In ATN x Churchill,Blog

Week 3: London

I’ve spent this past week in London and met with two of the country’s most successful race equality organisations – Race Equality Foundation and Runnymede Trust

Race Equality Foundation was set up by social workers, and as such their focus is on race equality in areas such as housing, health, and more generally in the community.

They also run a successful parenting program that is designed to provide training for parents with the aim of challenging crime and empowering parents to take a proactive role within their communities. This program has grown year on year and the organisation derives income from it, which helps to financially support some of their other activities.

Australians working in health and housing may find their sites Better Health and Better Housing  a very useful source of briefings and other resources.

Runnymede Trust on the other hand focuses on research, public events and policy engagement. They are the leading race equality think thank in the UK and their research is very highly regarded.

Around a year ago, Runnymede started a public awareness-raising campaign with End Racism This Generation. The campaign is based on their research and aims to engage the wider population to shift the public debate on racism.

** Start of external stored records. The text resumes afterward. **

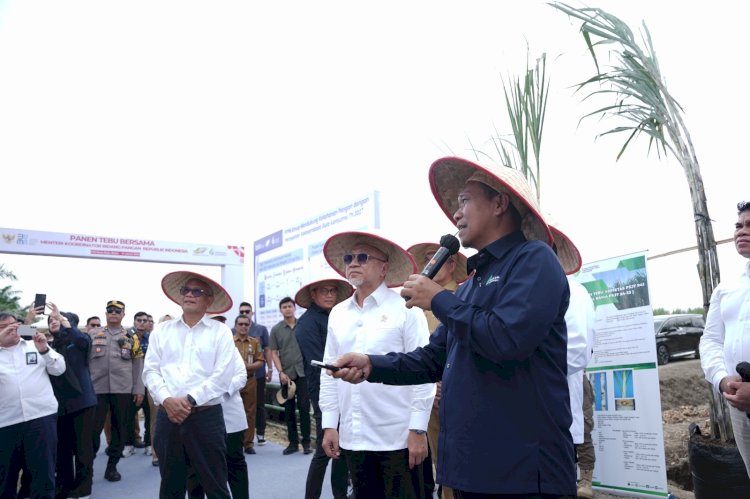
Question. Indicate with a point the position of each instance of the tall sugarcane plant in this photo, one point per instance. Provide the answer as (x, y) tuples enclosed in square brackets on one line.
[(526, 102), (644, 106)]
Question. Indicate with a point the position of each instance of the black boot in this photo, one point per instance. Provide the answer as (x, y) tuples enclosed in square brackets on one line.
[(111, 472)]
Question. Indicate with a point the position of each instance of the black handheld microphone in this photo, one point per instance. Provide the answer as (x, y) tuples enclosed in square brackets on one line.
[(743, 369), (449, 246)]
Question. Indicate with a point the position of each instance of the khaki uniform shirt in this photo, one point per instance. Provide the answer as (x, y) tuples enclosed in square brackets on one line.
[(250, 351), (116, 366)]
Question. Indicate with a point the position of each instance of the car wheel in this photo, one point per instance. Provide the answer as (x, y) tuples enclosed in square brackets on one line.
[(662, 355)]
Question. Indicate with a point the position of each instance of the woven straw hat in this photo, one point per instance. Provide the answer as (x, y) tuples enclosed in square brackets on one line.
[(419, 250), (401, 263), (172, 282), (449, 175), (344, 290), (286, 392), (567, 253)]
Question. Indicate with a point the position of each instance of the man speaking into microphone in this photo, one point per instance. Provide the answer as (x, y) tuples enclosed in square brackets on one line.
[(501, 350)]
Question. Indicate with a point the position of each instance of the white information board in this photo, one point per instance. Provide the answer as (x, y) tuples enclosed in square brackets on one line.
[(289, 258), (628, 436)]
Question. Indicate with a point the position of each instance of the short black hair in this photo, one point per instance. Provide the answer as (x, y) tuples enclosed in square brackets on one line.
[(286, 299), (242, 317)]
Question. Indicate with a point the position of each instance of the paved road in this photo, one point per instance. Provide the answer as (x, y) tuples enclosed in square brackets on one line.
[(272, 476)]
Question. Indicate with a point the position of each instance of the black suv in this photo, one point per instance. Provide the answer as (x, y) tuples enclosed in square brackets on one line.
[(677, 336)]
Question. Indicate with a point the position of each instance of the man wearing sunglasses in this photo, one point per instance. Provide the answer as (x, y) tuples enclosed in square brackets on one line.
[(189, 368), (379, 430), (116, 364)]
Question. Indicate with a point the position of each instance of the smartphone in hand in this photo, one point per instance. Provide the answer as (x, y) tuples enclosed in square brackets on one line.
[(40, 300), (322, 365), (26, 332)]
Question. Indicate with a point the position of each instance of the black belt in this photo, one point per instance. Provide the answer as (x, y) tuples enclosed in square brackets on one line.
[(193, 410)]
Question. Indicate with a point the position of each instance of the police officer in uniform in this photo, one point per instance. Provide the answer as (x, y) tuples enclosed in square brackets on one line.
[(116, 364)]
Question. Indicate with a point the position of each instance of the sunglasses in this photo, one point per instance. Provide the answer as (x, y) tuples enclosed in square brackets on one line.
[(362, 258), (194, 292)]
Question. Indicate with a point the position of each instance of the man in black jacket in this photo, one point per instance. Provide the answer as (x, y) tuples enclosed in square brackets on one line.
[(312, 327)]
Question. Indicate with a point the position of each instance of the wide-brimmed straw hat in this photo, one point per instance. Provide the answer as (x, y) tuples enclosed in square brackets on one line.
[(344, 290), (401, 264), (286, 392), (172, 282), (567, 253), (449, 175), (419, 250)]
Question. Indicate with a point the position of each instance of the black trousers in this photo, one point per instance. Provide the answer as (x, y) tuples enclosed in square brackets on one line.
[(384, 474), (34, 444), (199, 443), (237, 470), (118, 405), (75, 453), (260, 407), (302, 399), (457, 494), (317, 471)]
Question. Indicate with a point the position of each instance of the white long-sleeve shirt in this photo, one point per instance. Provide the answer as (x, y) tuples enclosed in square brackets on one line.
[(579, 320), (726, 337), (197, 361), (25, 389), (231, 403), (373, 416)]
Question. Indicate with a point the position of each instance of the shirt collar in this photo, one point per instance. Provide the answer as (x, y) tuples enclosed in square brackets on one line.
[(494, 251)]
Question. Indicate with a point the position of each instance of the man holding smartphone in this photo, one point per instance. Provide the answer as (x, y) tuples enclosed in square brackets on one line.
[(28, 424), (380, 430)]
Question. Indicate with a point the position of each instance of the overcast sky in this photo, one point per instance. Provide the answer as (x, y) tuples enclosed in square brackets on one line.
[(222, 122)]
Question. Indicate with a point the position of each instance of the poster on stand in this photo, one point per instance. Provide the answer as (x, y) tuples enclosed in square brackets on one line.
[(628, 434)]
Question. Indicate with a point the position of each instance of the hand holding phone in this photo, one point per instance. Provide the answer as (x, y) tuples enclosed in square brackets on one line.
[(40, 300), (322, 365), (26, 332)]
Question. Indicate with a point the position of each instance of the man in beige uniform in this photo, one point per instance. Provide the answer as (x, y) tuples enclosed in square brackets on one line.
[(116, 364), (451, 274)]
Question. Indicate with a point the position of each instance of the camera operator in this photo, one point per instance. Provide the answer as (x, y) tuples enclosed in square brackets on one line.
[(28, 415)]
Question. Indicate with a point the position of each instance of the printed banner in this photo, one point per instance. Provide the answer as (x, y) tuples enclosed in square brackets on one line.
[(30, 242), (628, 434), (291, 257)]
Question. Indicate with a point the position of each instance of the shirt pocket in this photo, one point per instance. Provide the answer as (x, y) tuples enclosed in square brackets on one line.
[(384, 339), (98, 348)]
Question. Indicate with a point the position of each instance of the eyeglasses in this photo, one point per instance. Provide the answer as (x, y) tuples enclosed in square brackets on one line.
[(362, 258), (195, 292)]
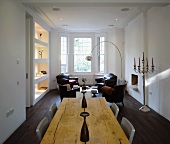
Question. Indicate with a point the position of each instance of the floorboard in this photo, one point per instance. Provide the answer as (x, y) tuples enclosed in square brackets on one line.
[(151, 128)]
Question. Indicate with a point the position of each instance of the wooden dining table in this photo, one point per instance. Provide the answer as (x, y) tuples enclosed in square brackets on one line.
[(66, 124)]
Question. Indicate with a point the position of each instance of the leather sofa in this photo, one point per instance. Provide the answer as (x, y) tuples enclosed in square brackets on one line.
[(116, 94), (64, 92), (108, 80)]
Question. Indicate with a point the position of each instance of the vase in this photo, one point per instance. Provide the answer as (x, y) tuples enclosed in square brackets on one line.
[(84, 86), (84, 135), (84, 103)]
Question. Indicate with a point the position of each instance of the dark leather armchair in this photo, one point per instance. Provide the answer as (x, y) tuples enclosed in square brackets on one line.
[(116, 95), (66, 93), (108, 80), (64, 78)]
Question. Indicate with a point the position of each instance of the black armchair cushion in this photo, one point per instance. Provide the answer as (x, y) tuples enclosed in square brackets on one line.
[(68, 86), (117, 95), (64, 78), (108, 90), (66, 93)]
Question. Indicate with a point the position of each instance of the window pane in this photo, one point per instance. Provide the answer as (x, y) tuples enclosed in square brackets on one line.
[(80, 64), (64, 54), (101, 49), (63, 63), (101, 64), (82, 48)]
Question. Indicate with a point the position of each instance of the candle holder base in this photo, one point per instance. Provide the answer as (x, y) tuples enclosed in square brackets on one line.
[(144, 109)]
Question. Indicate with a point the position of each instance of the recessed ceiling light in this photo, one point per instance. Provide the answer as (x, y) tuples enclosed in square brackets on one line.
[(111, 26), (55, 9), (65, 26), (125, 9)]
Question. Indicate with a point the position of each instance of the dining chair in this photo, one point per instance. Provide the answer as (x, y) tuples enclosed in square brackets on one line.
[(115, 109), (128, 129), (52, 110), (42, 127)]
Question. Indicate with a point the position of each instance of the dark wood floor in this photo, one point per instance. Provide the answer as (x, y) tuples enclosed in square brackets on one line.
[(151, 128)]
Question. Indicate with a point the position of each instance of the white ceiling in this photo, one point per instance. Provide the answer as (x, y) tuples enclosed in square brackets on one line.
[(89, 15)]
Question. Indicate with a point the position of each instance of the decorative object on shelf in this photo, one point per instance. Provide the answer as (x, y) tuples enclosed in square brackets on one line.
[(84, 103), (40, 35), (84, 135), (143, 70), (40, 52), (84, 83), (44, 72), (89, 58)]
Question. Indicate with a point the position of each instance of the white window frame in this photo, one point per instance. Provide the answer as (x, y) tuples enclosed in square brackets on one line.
[(67, 53)]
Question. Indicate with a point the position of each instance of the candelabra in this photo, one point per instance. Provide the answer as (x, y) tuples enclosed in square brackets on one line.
[(143, 70), (40, 53)]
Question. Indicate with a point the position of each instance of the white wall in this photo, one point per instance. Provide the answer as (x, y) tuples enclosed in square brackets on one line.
[(158, 47), (115, 36), (54, 58), (12, 47), (158, 25), (134, 47)]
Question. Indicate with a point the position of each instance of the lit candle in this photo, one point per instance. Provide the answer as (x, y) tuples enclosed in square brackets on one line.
[(146, 62), (134, 62)]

The organisation’s website houses a range of race equality resources which will be useful for Australian antiracists.

2014-05-20 Omar Runnymede

I met with Runnymede’s Acting Director in London 

 

 

 

 

 

 

 

 

 

 

 

 

Both of these organisations’ successes and challenges highlight the need for creating solutions to empower people to make change. Doing research and policy engagement is not enough. In Australia, one of the reasons for All Together Now’s inception was exactly this point: unless the public are involved in creating the solution (e.g. by speaking up when they witness racism), research and policy change activities will not be as effective or long-lasting.

Another thing that struck me is both organisations have a clear focus on intersectionality issues, and they do this by working with other civil society organisations working on connected human rights issues. For example they work together with LGBT rights organisations, to make a case for positive policy and institutional change for Black and Asian lesbian, gay, bi and transgendered people.

This past week has been an interesting one to be staying in the UK, with the European elections and the rise of the UK Independence Party (UKIP). Clearly there is more work to be done to counter the far right and limit their influence. I’ve noticed the reluctance of people in the media spotlight to discuss racism openly – this is in sharp contrast to my observations in the USA where racism appears to be challenged very directly.

I’ve also noticed anti-Eastern European sentiment in the UK – they are among the latest wave of migrants being accused of taking locals’ jobs and housing, and opinion seems to be divided as to whether or not abuse directed towards Eastern Europeans is racism – because they are white. It’s quite fitting that my next stop on the Churchill tour will be Warsaw, the capital of Poland, where many of these migrants originate. More soon!